Since it opened three years ago the brewery has produced 80 different beers from about 170 batches.
Some of the more off beat brews produced alongside regulars such as IPAs, Stouts, Saisons and Bitters include an anchovy IPA and a whisky barrel-aged breakfast stout.
Flavell said in-house retail was the only way a brewery of its size could be profitable and took the complications of logistics and distribution out of the equation.
However, she said while there was no intention to enter the wholesale market, the brewery is looking to add a couple more fermenters to stabilise its own supply.
“If we like them and if the punters like them then we brew them again. Market research is the front bar,” she said.
“We figure it doesn’t get much fresher than drinking it in the shadow of the brewery in which it was brewed.”
Likewise, Pirate Life began brewing in Adelaide in 2014 with father and son team Michael and Jack Cameron, and their brewer mate Red Proudfoot.
Their hoppy West Coast-style beers in a can proved an instant hit and production reached 2.3m litres in the last year. It is expected to hit 3m litres soon.
Released in 500ml cans nationally in June, Pirate Life’s Mosaic IPA has quickly become a regular in the stable and took the hotly contested IPA category at the Craft Beer Awards.
Chief executive Mick Cameron said the IPA, made using Mosaic hops, displayed a defined intensity that showcased the variety.
“We’ve got a rockstar team of brewers and to be able to be able to produce a single-hop variety like Mosaic with such balance and intensity of flavour is fantastic,” he said.
“Two and a half years ago we started with Jack, Red and myself and we’ve now got 41 staff on the books and are planning to build the new brewery in Port Adelaide so there’s a lot going on.”
Pirate Life recently launched Pirate Dog Red IPA in a collaboration with Kiwi brewery Parrot Dog Brewing. It is also looking to release a pilsner in time for the summer Down Under.

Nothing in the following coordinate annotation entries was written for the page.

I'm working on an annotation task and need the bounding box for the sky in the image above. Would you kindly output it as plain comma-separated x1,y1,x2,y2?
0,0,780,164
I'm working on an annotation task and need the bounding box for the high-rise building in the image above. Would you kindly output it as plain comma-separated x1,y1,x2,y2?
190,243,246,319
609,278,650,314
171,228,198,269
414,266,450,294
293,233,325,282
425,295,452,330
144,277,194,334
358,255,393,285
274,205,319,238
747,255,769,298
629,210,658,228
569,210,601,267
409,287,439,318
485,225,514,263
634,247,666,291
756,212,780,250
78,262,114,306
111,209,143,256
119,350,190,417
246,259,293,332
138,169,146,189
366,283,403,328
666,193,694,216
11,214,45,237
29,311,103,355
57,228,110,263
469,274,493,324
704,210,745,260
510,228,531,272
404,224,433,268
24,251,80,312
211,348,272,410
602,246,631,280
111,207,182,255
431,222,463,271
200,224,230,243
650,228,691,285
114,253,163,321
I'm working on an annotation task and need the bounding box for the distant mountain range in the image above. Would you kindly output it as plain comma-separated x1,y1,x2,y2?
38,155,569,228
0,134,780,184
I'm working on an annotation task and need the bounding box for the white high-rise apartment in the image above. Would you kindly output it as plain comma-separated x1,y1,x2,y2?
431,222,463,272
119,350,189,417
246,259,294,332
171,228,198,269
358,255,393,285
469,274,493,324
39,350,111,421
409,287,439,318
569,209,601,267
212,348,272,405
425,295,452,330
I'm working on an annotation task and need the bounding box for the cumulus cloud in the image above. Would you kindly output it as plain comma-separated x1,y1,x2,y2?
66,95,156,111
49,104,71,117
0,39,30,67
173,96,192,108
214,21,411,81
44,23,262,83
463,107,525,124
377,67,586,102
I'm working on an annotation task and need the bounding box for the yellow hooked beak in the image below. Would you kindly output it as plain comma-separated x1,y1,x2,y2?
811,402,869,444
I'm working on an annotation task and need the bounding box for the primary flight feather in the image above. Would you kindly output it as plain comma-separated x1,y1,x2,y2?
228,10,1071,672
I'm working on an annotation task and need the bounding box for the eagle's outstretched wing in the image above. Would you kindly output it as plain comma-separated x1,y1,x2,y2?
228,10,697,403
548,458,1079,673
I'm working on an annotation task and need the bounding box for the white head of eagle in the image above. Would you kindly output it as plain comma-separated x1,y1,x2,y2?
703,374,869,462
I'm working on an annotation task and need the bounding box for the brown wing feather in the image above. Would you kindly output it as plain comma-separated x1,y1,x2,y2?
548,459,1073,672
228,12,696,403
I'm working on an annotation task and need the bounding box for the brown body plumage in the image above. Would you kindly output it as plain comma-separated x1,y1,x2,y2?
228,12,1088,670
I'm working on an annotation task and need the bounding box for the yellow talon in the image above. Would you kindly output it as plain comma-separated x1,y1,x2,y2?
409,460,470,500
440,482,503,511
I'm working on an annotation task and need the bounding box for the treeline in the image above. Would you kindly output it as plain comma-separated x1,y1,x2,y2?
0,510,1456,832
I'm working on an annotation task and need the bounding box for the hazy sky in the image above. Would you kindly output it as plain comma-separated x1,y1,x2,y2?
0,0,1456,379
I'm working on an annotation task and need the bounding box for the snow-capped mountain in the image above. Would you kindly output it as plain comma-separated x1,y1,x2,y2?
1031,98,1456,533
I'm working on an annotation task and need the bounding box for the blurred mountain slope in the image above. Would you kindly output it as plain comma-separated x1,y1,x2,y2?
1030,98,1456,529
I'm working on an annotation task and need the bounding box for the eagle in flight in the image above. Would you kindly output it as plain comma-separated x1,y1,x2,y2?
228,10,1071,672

Cameron said market share had grown steadily over the past two years and Pirate Life aimed to grow again from its current 6% to capture an 8% slice of the national craft beer market by the end of next year.
“We are positioning ourselves as a premium craft beer brand, as do three or four other producers around Australia. I think there’s a real good opportunity there at the premium level as there is with the premium wine and spirits industries,” he said.
“We’re still growing. We’ve got new tanks coming in the week after next, which will give us a 40% capacity on that and it will allow us to open up some more markets within Australia and focus a bit more on export.
“We’re currently in New Zealand, Hong Kong, Singapore and the UK, and we look forward to launching in Sweden and Norway before Christmas, and Taiwan and Vietnam about the same time.”
Pirate Life decided on putting its beers into cans to keep the product fresh, cold and making it easier to transport and export.
“We’ve had containers going off to the UK now for six months. We go over to taste the beer as it comes off and we’re not pulling up any issues at all,” he said.
“We do a lot of work in the brewery to keep our dissolved oxygen levels as low as possible and the beer has been really well received in all markets. It’s a testament to how the boys brew and how we treat the beer from brewery to warehouse to customer.”